Boot Camp For a Young Clinical Researcher
Posted in GUMC Stories
Brandon Smaglo, M.D., wants to test a combination of two cancer drugs that he suspects—and hopes—will keep different kinds of tumors at bay. But he expected it would take him a year to figure out how to translate his idea into an actual clinical protocol that could enroll participants.
The difficulty of preparing such experiments is a major impediment to many young investigators, like Smaglo, who is in his third year of a fellowship in hematology/oncology at MedStar Georgetown University Hospital. Not only must they engage busy senior researchers they happen to know for guidance, these fledgling researchers would have to convene a wide variety of experts — oncologists, molecular biologists, statisticians, pharmacologists, and on and on. The intricacies of preparing a safe, efficient, worthy clinical trial can be mind numbing, Smaglo says.
But — thanks to a unique boot camp—Smaglo accomplished a year’s worth of work in a mere week.
Smaglo won a competition for a coveted slot in a week-long workshop, held once a year in Colorado, geared to help new and promising clinical researchers quickly master this process. He joined 99 other junior investigators in July who were accepted into the AACR/ASCO Workshop on Methods in Clinical Cancer Research. The conference, organized by the American Association for Cancer Research (AACR) and the American Society of Clinical Oncology (ASCO), is funded by the National Cancer Institute.
On hand were 60 senior researchers whose sole role was to sit down and help the researchers write their protocols.
Call it the Olympics of protocol writing — a mad dash that compresses a year’s worth of running around into a glorious sprint.
Smaglo was part of small group of eight investigators, paired with four experts in their field.
Lessons Learned for a Lifetime
“To be able to sit down with these seasoned researchers and physicians was amazing,” says Smaglo. “What seemed so complicated to me weeks ago — a process I was sure would take many months to learn and do — is much more tangible now. I basically had no idea how to run a clinical trial before I attended the workshop. Now I know what kinds of side experiments I need to do — what sort of useful data I need to collect.”
Of having the protocol in hand, Smaglo says: “There was nothing like it.”
Like many oncology researchers, Smaglo understands that “while every cancer is different, similar strategies aimed at targeting common pathways can be used across multiple tumor types.” He got the idea for his phase I clinical trial from his two mentors — Louis M. Weiner, M.D., director of Georgetown Lombardi Comprehensive Cancer Center, and John Deeken, M.D., director of the head and neck medical oncology clinic, and an attending physician at Georgetown Lombardi.
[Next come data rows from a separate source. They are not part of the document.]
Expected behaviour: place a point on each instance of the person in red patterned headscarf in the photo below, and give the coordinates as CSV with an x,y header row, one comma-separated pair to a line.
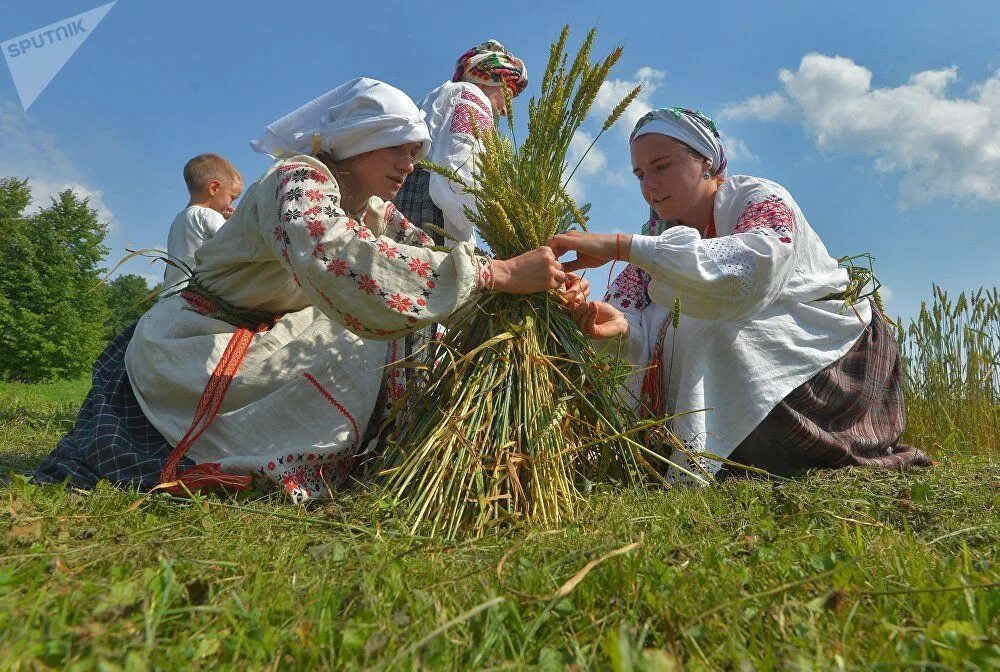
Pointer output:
x,y
485,77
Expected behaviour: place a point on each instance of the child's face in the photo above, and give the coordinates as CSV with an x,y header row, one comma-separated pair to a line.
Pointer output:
x,y
221,195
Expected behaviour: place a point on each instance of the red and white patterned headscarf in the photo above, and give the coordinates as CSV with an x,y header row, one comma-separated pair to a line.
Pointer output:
x,y
491,64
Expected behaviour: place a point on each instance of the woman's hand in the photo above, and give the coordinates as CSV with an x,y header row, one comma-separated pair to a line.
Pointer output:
x,y
576,291
600,320
531,272
592,249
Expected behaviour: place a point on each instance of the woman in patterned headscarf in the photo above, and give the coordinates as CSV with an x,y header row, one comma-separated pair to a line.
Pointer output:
x,y
734,312
273,360
485,76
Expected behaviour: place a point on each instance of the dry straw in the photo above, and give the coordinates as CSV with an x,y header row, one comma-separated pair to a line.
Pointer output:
x,y
520,415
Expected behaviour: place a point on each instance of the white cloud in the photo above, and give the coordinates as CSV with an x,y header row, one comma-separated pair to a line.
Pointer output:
x,y
941,145
766,108
26,150
614,90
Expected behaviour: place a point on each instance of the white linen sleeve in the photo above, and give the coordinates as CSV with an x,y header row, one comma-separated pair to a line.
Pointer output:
x,y
373,285
458,153
726,278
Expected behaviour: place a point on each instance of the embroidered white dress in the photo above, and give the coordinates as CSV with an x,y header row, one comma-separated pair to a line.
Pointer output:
x,y
345,288
754,324
451,110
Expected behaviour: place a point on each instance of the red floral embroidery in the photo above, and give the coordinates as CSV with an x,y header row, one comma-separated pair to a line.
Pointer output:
x,y
316,228
387,250
400,302
420,267
366,284
769,213
485,273
337,267
629,290
468,108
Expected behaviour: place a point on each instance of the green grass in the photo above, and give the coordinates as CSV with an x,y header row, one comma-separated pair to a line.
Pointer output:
x,y
853,570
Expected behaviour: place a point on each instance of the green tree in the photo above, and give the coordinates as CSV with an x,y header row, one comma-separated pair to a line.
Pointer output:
x,y
53,309
126,302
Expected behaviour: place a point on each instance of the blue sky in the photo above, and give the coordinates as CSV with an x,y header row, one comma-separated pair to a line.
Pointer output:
x,y
881,119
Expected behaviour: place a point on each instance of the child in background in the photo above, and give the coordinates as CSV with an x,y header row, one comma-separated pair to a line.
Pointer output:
x,y
214,184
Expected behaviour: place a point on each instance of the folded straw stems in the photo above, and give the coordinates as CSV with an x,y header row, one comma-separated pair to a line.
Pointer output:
x,y
519,414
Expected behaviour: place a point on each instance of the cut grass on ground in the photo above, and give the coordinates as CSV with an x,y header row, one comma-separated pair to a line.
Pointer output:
x,y
837,570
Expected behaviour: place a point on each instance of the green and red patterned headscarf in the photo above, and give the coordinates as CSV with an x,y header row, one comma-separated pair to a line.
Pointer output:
x,y
491,64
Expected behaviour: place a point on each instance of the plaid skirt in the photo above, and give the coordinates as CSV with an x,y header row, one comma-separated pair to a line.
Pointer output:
x,y
111,439
849,414
414,201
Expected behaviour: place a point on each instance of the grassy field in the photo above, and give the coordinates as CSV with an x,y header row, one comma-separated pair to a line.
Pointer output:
x,y
842,570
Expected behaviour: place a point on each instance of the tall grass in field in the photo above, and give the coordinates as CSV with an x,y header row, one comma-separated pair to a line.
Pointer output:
x,y
951,353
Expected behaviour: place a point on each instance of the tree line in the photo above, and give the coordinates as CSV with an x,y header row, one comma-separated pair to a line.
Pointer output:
x,y
56,314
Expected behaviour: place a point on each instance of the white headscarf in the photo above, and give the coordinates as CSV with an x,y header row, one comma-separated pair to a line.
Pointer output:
x,y
691,127
356,117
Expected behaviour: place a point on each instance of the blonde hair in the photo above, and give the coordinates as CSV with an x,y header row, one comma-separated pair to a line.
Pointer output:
x,y
204,168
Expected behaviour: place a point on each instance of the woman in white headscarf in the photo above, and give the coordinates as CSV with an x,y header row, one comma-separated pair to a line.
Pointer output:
x,y
272,362
766,360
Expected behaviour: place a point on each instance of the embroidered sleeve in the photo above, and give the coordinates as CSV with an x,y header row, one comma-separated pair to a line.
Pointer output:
x,y
470,110
767,214
458,150
376,286
730,277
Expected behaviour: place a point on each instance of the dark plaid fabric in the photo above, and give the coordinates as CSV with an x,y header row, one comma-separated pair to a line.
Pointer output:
x,y
414,201
111,439
849,414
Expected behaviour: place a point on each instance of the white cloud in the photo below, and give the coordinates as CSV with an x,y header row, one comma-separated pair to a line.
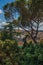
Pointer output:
x,y
1,11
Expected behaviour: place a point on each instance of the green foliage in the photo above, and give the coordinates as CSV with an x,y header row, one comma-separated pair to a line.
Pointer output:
x,y
11,53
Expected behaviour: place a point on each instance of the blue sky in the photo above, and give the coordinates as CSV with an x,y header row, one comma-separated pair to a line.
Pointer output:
x,y
2,3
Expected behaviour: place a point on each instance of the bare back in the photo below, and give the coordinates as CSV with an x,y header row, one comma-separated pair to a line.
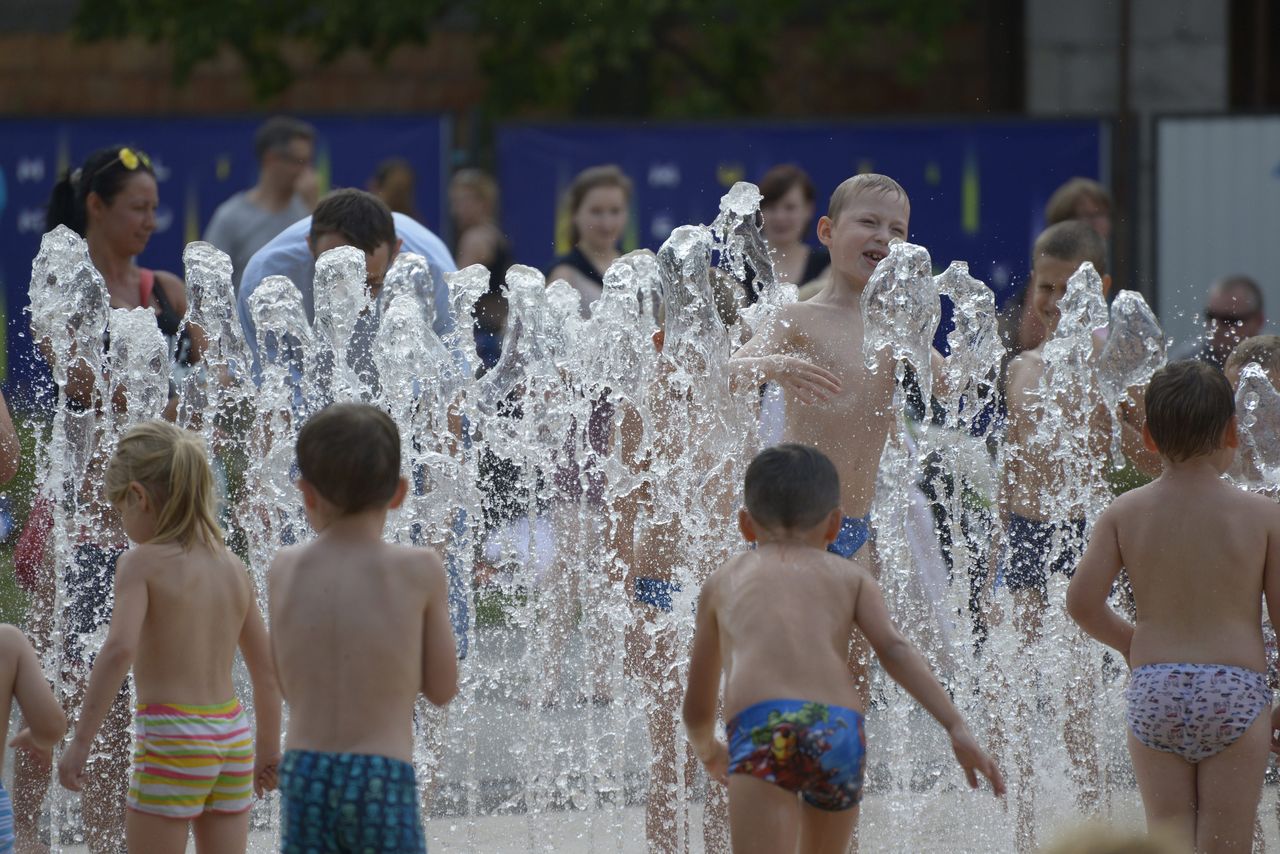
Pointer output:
x,y
851,427
786,619
348,622
197,603
1197,556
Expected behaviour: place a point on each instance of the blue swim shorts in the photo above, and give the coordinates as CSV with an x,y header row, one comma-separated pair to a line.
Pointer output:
x,y
348,802
813,749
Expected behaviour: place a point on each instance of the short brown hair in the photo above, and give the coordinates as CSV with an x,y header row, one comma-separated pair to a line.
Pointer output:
x,y
1189,405
1261,350
361,218
865,182
351,453
586,181
1061,205
1072,241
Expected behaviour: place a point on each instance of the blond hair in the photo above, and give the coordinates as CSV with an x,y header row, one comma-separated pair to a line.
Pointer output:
x,y
170,466
865,182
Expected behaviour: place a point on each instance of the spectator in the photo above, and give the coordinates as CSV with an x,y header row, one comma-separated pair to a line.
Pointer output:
x,y
597,204
474,206
1233,313
394,183
247,220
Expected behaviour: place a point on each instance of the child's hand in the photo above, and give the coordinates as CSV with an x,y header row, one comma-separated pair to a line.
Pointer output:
x,y
808,382
23,740
717,762
974,761
71,767
266,773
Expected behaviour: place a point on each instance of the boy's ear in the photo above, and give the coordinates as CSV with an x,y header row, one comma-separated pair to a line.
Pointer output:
x,y
401,491
1147,439
1232,434
824,225
835,521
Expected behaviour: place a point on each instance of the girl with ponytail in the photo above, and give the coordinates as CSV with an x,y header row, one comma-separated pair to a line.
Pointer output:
x,y
183,606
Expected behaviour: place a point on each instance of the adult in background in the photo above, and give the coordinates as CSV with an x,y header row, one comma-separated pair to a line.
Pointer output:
x,y
1233,313
598,205
247,220
474,206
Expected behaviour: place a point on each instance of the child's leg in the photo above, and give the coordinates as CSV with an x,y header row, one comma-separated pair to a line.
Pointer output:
x,y
145,832
763,818
824,831
1168,786
220,834
1229,785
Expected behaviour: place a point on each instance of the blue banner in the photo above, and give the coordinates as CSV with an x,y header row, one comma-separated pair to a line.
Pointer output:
x,y
199,163
977,188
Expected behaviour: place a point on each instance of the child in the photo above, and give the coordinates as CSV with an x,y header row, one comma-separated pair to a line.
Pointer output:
x,y
183,604
780,619
359,629
1198,703
813,351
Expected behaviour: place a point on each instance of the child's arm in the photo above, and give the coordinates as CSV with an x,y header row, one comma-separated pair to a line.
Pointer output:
x,y
439,648
256,648
1091,587
46,724
908,668
110,667
702,694
762,360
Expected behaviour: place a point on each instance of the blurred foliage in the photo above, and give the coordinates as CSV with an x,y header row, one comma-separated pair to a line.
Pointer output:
x,y
663,58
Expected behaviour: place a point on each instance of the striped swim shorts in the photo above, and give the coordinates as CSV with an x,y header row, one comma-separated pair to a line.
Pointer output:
x,y
190,759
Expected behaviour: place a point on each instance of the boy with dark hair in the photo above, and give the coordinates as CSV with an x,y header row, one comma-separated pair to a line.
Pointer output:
x,y
1198,702
778,621
360,629
247,220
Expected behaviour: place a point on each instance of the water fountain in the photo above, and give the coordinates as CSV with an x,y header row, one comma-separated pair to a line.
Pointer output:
x,y
540,478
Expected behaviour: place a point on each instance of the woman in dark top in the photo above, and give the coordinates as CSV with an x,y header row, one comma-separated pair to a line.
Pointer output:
x,y
598,205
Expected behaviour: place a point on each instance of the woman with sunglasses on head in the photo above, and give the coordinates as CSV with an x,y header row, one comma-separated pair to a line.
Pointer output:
x,y
112,202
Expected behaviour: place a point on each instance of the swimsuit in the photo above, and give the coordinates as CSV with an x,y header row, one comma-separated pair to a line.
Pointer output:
x,y
1194,711
813,749
348,802
191,759
1029,543
854,533
658,593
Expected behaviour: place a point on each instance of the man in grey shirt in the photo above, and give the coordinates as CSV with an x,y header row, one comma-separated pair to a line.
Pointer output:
x,y
246,222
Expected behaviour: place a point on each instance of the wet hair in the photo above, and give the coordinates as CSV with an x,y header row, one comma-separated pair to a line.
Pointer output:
x,y
862,183
586,181
172,467
1240,282
360,217
1189,405
351,453
1073,241
481,185
791,487
104,173
1061,205
1261,350
278,132
778,181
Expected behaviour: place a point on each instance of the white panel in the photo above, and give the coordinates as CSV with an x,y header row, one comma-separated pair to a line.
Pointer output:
x,y
1217,206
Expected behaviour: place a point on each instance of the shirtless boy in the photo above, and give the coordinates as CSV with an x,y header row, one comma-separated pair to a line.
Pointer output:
x,y
778,620
1198,703
813,351
359,628
183,604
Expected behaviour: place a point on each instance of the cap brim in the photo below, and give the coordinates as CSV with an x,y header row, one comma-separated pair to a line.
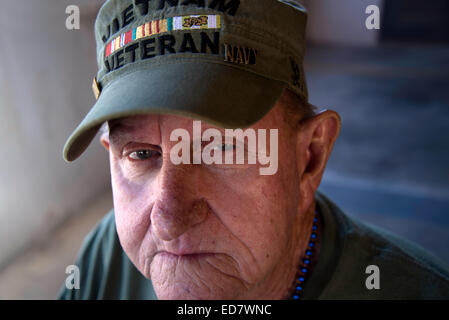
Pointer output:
x,y
219,94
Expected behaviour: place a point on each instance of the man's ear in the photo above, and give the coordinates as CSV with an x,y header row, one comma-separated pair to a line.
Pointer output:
x,y
104,139
315,140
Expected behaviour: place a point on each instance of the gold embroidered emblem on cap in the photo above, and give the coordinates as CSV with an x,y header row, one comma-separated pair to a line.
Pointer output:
x,y
96,88
240,55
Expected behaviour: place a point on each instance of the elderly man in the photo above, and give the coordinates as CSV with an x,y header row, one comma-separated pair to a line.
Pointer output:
x,y
202,211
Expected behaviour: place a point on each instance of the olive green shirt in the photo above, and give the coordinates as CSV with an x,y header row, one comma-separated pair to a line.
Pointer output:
x,y
348,247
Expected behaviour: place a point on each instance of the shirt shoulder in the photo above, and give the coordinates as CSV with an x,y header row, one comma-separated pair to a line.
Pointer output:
x,y
105,270
405,270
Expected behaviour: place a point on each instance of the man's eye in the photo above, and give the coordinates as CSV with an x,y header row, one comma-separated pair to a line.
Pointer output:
x,y
143,154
Weiner was a member of the AACR/ASCSO workshop faculty for nearly 10 years, and was one of three course co-directors from 2007 to 2009.
Acting on Lab Observations
Weiner, a leader in developing new therapeutic approaches to treating colon and other gastrointestinal cancers, worked with researchers at Georgetown Lombardi and at Fox Chase Cancer Center in Philadelphia to identify a network of proteins that promotes resistance to therapies that target the epidermal growth factor receptor (EGFR).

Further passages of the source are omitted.